Tom Kite rallies, relishes that winning feeling at Boeing Classic
A disturbing thought had started to creep into Tom Kite's mind that he might never win another golf tournament. His last win was the Boeing...
Seattle Times staff reporter
SNOQUALMIE — A disturbing thought had started to creep into Tom Kite's mind that he might never win another golf tournament.
His last win was the Boeing Classic in 2006 but that was 56 tournaments ago. He suffered putting woes in 2007, and hitting woes, bad luck and inconsistent play in 2008, losing in his only playoff this year.
On Sunday, he exorcised all his golf demons with a final-round 66 for a come-from-behind victory in the Boeing Classic at the TPC at Snoqualmie Ridge. This time, he didn't need a playoff and the booty included an aviator jacket.
Kite, 58, surged past Scott Simpson, 52, on the back nine to win the Classic by two strokes with a 14-under 202 total for three rounds to win the $255,000 first-place check.
"After two years, you kind of start to wonder, 'Am I going to win one?' Obviously, this feels real good," Kite said. "Two years is a long time to go without a win."
Kite, the only golfer to shoot in the 60s all three days, has won this tournament twice in its four-year history and finished second once.
Just like 2006, this was a comeback triumph for Kite and the guy he passed on the back nine once again was Scott Simpson, who again blew a two-stroke lead after making the turn.
In 2006, Simpson had shot a second-round 61 then faltered on the final nine on Sunday and missed the playoff that Kite won over Keith Fergus.
This Sunday, Simpson held a three-shot lead through seven holes (he led Kite by four shots) but then he bogeyed the par-5 eighth for his first bogey of the tournament.

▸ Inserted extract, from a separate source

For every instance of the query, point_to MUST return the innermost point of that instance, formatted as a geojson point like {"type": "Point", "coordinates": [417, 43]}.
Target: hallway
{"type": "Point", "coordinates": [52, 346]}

It was the start of his slide that saw him have to scramble just to make pars and he finished with a 1-under 71 and a 204 total.
After the turn it was Kite, however, who was in danger first. He was on the threshold of making double bogey on the par-4 11th hole but saved bogey with a 9-foot putt.
"The bogey putt on No. 11 probably won the golf tournament," he said.
Kite pulled into a tie with a birdie on the par-4 No. 14 "Canyon hole." Simpson's tee shot went in a bunker 70 yards from the pin and he two-putted from 44 feet for par.
Kite took the lead with a birdie on the par-5 15th hole and expanded the lead to two strokes on No. 16 when Simpson three-putted from 35 feet, missing a 2-footer.
On the par-3 17th hole with a pin near water, Kite hit to 7 ½ feet to put a possible big number out of play. He missed his birdie putt but the biggest danger on the route home was behind him.
Both golfers birdied the par-5 18th hole, with Kite coming smoothly out of a greenside bunker and sinking an 11-foot putt.
Simpson said, "This is disappointing. ... My back nine was a little off."
Playing two groups ahead of Simpson and Kite, John Cook shot his way into contention with a front-nine 32 to get to 10 under but finished at 11 under and in third place at 205.
Cook told a reporter he made "tactical errors" on three holes and failed to take advantage of the opportunities to make a big move on the final nine.
Making a charge from the middle of the pack was defending champion Denis Watson, who shot a 6-under 66 and finished tied for fifth at 207. Watson's round included holing a wedge from 65 yards for an eagle on the first hole.
Tee times were moved up two hours because of the threat of rain, which was only heavy for about 20 minutes before letting up. The threat of rain was blamed for the crowd, officially estimated at 16,000, being down from last year's Sunday crowd of 27,000. Total estimated attendance for the week was 48,500, down from last year's 60,000.
Dan Forsman, who started the day 1-over, shot an 8-under 64 for the lowest score of the tournament. The best nine was Massy Kuramoto's 30 on the back nine Sunday. He finished with a 67.
At day's end, no one was higher than Kite when it came to feeling good about the Boeing Classic.
"I fell in love with the tournament and the atmosphere the first year," he said.